Тут воспоминания обрываются и продолжаются с того места, когда его переживания вновь обострились. Это было уже под утро, после ночи, проведенной в поле, среди хлебов. С первыми лучами солнца он почувствовал себя отвратительно, как червяк, которого зной застиг на поверхности земли. Ночь еще кое-как прикрывала его наготу, но с наступлением дня перед ним со всей жестокостью встал вопрос: каким образом вновь заполучить шкуру, то есть естественный для человека покров — одежду?
Одетый понятия не имеет, что за проблема нагота! Только сейчас, на рассвете, он осознал, что его безжалостно лишили собственности, без которой жизнь — фикция. Как же он мечтал раздобыть хоть какое-нибудь тряпье, чтобы сойти — пускай с большой натяжкой, пускай только при благоприятных обстоятельствах — за человека на своем месте, купающегося, загорающего, добывающего торф либо обжигающего кирпичи!
На околице первой попавшейся на пути деревни, в дюжине шагов от хаты, отбившейся от общего стада строений, он присел за обтоптанным курами кустом на опасной границе, близ живущих здесь людей.
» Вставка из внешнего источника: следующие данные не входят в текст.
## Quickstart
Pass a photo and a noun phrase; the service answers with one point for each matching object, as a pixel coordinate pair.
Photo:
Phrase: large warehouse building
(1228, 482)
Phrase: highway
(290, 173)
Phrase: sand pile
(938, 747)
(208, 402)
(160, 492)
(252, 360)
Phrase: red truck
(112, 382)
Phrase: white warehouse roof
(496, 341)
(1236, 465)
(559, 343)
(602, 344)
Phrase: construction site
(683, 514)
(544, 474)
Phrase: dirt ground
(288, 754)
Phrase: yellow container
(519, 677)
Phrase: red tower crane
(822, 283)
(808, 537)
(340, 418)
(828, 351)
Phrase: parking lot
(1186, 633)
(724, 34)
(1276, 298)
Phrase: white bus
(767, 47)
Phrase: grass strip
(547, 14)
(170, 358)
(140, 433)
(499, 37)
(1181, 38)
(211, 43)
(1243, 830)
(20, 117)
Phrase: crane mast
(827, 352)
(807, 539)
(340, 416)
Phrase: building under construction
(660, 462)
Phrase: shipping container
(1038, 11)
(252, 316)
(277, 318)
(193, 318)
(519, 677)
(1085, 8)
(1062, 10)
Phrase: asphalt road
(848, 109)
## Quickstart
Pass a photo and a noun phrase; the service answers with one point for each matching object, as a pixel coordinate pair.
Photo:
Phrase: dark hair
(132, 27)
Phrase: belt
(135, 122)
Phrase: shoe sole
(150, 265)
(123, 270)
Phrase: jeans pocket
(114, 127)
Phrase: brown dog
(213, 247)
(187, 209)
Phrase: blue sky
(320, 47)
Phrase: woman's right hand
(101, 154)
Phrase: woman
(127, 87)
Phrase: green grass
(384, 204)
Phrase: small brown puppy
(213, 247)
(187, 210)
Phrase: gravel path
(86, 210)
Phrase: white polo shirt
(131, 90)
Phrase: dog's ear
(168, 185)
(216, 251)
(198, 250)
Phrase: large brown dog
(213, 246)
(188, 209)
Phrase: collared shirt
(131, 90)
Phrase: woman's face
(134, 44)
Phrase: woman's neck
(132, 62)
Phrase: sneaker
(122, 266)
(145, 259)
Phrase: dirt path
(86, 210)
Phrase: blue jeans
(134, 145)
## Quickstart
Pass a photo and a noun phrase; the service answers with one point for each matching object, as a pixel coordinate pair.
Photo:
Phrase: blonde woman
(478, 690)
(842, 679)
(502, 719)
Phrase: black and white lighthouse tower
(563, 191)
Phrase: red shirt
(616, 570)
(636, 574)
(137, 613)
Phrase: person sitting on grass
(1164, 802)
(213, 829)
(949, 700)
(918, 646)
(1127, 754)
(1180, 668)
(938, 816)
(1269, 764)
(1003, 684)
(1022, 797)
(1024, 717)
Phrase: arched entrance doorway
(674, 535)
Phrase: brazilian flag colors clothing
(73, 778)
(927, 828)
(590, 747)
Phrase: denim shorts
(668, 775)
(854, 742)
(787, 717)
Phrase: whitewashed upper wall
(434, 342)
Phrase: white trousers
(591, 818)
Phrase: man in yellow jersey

Из-за куста он внимательно наблюдал за домом и двором, крепко сжимая в руке валёк, готовый на любой — он сам не знал какой, — даже абсолютно бесчеловечный поступок. К счастью, собак в этом крестьянском хозяйстве не было. Только горластый петух, проснувшись, пел в запертом хлеву, всякий раз возвращая его к реальности и напоминая о дождях и собственной наготе. Странные он там пережил минуты. Пробуждение мира живых, не знающих ежеминутной опасности людей с их повседневным коловоротом забот и хлопот — в двух шагах от него, голой твари, прячущейся в кустах бузины, так близко к нормальной жизни и вместе с тем так от нее далеко. Словно бы рядом с обычным миром был другой, его мир, в котором влачат подобие жизни проклятые, страдающие существа, мечтающие вернуться в человеческое сообщество: стать одним из тех, кто запрягает лошадей, пашет или обрубает сучья!
И вот, когда он убедил себя, что готов на всё, вместо врага, с которым предстояло померяться силой, появилась маленькая босоногая девочка; она бегом пересекала двор, видимо, с намерением выпустить распевшегося петуха из хлева. Тогда он, раздвинув ветки, самым громким шепотом, на какой только был способен, позвал: «Девочка! Я бедный человек, брось мне какое-нибудь тряпье одеться», — и зажмурился, будто нанося смертельный удар. А когда спустя несколько секунд открыл глаза, девочки уже не было. Но погодя он снова увидел ее, взглядом указывающую на куст, за которым прятался, женщине, что стояла, скрестив руки на груди, и с крестьянской смекалкой избегала смотреть в его сторону. Потом женщина обошла кругом хату и скрылась внутри. Нетрудно вообразить, как бесконечно тянулось время до той минуты, когда, проходя мимо него, она уронила на землю драные штаны и рубаху.
Он оделся и бросил валёк в кустах. Отдаляясь спокойным шагом, в какой-то момент почувствовал, что сейчас за ним, в свою очередь, наблюдают чьи-то глаза. Приостановился и оглянулся, медленно поворачивая голову и скользя взглядом по земле, стараясь случайным резким движением не нарушить покой погожего утра. Ему почудилось, что женщина в темном оконце повела рукой, будто чертя в воздухе крест, как это делают христиане, отводя беду или кого-то благословляя.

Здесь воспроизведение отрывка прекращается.